Details of Linux system data landing

This article extracts from here, in the original, the MySQL InnoDB system as an example, introduced the data through the various levels of buffer and cache, other systems have similar principles, excerpt from this.

3. VFS Layer

The buffer of this layer is placed in the host memory, it is mainly to buffer the data at the operating system layer, to avoid slow block device read and write operation affecting the response time of IO.

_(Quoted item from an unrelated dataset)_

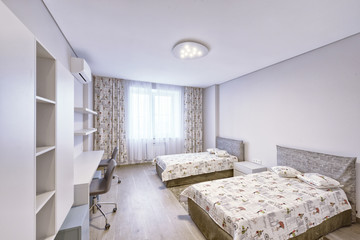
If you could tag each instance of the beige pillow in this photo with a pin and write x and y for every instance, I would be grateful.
(284, 171)
(319, 181)
(212, 150)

3.1. Scrutiny O_direct/o_sync Label

In the previous discussion of redo log buffer and InnoDB buffer pool, a lot of data refresh and data security issues were involved, and in this section we specifically discuss the meaning of the o_direct/o_sync tag.

We open a file and write the data, how the VFS and the filesystem write the data to the hardware layer column, showing the key data structures:

Figure 4 VFS Cache diagram

The figure is referenced from the Linux kernel's VFS Layer.

In the diagram, we see that the Page_cache/buffer cache/inode-cache/directory cache is mainly in this layer. where Page_cache/buffer cache is primarily used to buffer memory structure data and block device data. Instead, Inode-cache is used to buffer Inode,directory-cache for buffering directory structure data.

Depending on the file system and operating system, generally writing to a file consists of two parts, writes to the data itself, and writes to the file attributes (metadata metadata) (here the file attributes include directory, Inode, etc.).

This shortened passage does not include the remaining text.